It can be done (and I have done it), but it still leaves potential for oddly-rendered-markup, especially when CSS styles are applied. When I wrote it, I did so in Javascript, but the same approach and still be used and involves working with the DOM and not a String.
As you can see, it simply goes through and counts the found text. Once the limit is reached it truncates any remaining text in the node (adding ellipses as desired) and then stops processing further child nodes and removes all subsequent uncles and great uncles, etc in any parents or grandparents, etc. This could (and arguably should) be adapted to use a non-mutating approach.
You are free to use any ideas/strategies/code from below you see fit.
/*
Given a DOM Node truncate the contained text at a certain length.
The truncation happens in a depth-first manner.
Any elements that exist past the exceeded length are removed
(this includes all future children, siblings, cousins and whatever else)
and the text in the element in which the exceed happens is truncated.
NOTES:
- This modifieds the original node.
- This only supports ELEMENT and TEXT node types (other types are ignored)
This function return true if the limit was reached.
*/
truncateNode : function (rootNode, limit, ellipses) {
if (arguments.length < 3) {
ellipses = "..."
}
// returns the length found so far.
// if found >= limit then all FUTURE nodes should be removed
function truncate (node, found) {
var ELEMENT_NODE = 1
var TEXT_NODE = 3
switch (node.nodeType) {
case ELEMENT_NODE:
var child = node.firstChild
while (child) {
found = truncate(child, found)
if (found >= limit) {
// remove all FUTURE elements
while (child.nextSibling) {
child.parentNode.removeChild(child.nextSibling)
}
}
child = child.nextSibling
}
return found
case TEXT_NODE:
var remaining = limit - found
if (node.nodeValue.length < remaining) {
// still room for more (at least one more letter)
return found + node.nodeValue.length
}
node.nodeValue = node.nodeValue.substr(0, remaining) + ellipses
return limit
default:
// no nothing
}
}
return truncate(rootNode, 0)
},
Well, I really must be bored.

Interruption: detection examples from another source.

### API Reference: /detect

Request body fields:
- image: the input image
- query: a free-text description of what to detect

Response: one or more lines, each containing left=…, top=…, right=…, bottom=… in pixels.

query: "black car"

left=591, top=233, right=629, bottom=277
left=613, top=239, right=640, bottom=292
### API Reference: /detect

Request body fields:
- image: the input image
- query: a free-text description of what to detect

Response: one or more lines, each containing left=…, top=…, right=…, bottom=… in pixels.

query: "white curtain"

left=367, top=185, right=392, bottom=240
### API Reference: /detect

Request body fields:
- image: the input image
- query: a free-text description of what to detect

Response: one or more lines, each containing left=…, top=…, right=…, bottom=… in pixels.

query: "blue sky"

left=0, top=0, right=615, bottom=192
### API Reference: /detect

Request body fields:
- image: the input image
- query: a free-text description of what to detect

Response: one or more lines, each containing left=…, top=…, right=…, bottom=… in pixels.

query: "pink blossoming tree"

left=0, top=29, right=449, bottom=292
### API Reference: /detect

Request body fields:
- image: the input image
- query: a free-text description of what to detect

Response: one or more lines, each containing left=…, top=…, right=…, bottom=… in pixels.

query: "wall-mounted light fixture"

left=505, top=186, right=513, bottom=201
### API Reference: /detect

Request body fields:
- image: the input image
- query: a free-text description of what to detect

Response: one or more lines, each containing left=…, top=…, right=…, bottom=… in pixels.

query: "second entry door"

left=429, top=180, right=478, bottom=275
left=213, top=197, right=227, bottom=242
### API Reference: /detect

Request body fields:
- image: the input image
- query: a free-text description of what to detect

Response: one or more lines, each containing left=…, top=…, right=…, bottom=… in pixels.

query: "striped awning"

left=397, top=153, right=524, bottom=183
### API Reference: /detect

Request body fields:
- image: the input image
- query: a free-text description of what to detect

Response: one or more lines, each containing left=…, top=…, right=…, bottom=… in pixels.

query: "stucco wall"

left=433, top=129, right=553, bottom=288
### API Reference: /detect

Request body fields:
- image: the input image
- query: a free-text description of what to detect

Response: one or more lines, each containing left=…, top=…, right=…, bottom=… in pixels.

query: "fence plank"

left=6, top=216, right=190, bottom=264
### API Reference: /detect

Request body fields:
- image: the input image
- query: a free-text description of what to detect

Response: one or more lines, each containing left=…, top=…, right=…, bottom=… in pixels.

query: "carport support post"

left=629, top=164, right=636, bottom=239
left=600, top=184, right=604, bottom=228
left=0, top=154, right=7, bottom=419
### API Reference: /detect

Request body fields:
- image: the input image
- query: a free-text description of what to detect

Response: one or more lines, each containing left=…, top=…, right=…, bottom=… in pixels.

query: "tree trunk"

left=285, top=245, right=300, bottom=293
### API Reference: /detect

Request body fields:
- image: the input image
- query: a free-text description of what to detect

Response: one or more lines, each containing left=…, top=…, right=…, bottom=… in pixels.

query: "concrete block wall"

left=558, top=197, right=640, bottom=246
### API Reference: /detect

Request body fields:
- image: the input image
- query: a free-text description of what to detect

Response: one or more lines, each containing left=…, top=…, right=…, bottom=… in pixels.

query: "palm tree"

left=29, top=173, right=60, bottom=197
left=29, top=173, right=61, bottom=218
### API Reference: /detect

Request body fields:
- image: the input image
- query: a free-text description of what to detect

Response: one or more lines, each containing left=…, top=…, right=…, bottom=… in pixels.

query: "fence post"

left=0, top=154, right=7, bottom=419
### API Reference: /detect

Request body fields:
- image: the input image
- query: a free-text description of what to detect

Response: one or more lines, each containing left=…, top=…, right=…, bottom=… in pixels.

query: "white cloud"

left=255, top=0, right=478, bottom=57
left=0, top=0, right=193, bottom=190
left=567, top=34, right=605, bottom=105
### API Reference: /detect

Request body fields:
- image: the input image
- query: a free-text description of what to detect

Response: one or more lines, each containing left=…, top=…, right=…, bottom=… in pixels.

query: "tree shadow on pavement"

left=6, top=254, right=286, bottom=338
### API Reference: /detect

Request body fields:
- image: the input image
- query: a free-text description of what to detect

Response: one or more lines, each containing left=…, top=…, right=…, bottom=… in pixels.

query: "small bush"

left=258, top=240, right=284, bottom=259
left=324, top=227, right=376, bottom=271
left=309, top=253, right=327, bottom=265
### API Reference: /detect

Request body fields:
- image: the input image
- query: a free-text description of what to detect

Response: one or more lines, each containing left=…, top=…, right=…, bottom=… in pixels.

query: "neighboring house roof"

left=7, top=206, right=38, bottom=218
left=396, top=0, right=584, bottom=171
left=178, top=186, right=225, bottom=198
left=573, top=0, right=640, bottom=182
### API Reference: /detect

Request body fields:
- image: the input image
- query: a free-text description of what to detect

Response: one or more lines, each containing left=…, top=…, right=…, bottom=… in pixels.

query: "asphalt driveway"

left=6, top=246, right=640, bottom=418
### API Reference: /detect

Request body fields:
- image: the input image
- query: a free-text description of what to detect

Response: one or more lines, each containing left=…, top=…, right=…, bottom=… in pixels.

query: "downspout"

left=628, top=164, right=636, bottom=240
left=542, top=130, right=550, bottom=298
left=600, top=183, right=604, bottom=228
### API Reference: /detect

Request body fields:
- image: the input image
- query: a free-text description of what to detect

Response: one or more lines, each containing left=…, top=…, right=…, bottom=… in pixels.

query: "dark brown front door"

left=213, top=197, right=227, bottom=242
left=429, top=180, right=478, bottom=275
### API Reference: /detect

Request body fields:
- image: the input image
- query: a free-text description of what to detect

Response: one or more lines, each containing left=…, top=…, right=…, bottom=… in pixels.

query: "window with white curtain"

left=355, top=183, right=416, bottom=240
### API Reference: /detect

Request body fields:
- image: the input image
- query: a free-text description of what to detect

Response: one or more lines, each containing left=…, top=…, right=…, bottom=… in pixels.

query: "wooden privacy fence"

Here it is in C#. Almost the same. Still should be updated to be non-mutative. Exercise to the reader, blah, blah...
class Util
{
public static string
LazyWrapper (string html, int limit) {
var d = new XmlDocument();
d.InnerXml = html;
var e = d.FirstChild;
Truncate(e, limit);
return d.InnerXml;
}
public static void
Truncate(XmlNode node, int limit) {
TruncateHelper(node, limit, 0);
}
public static int
TruncateHelper(XmlNode node, int limit, int found) {
switch (node.NodeType) {
case XmlNodeType.Element:
var child = node.FirstChild;
while (child != null) {
found = TruncateHelper(child, limit, found);
if (found >= limit) {
// remove all FUTURE elements
while (child.NextSibling != null) {
child.ParentNode.RemoveChild(child.NextSibling);
}
}
child = child.NextSibling;
}
return found;
case XmlNodeType.Text:
var remaining = limit - found;
if (node.Value.Length < remaining) {
// still room for more (at least one more letter)
return found + node.Value.Length;
}
node.Value = node.Value.Substring(0, remaining);
return limit;
default:
return found;
}
}
}
Usage and result:
Util.LazyWrapper(@"<p class=""abc-class"">01<x/>23456789<y/></p>", 5)
// => <p class="abc-class">01<x />234</p>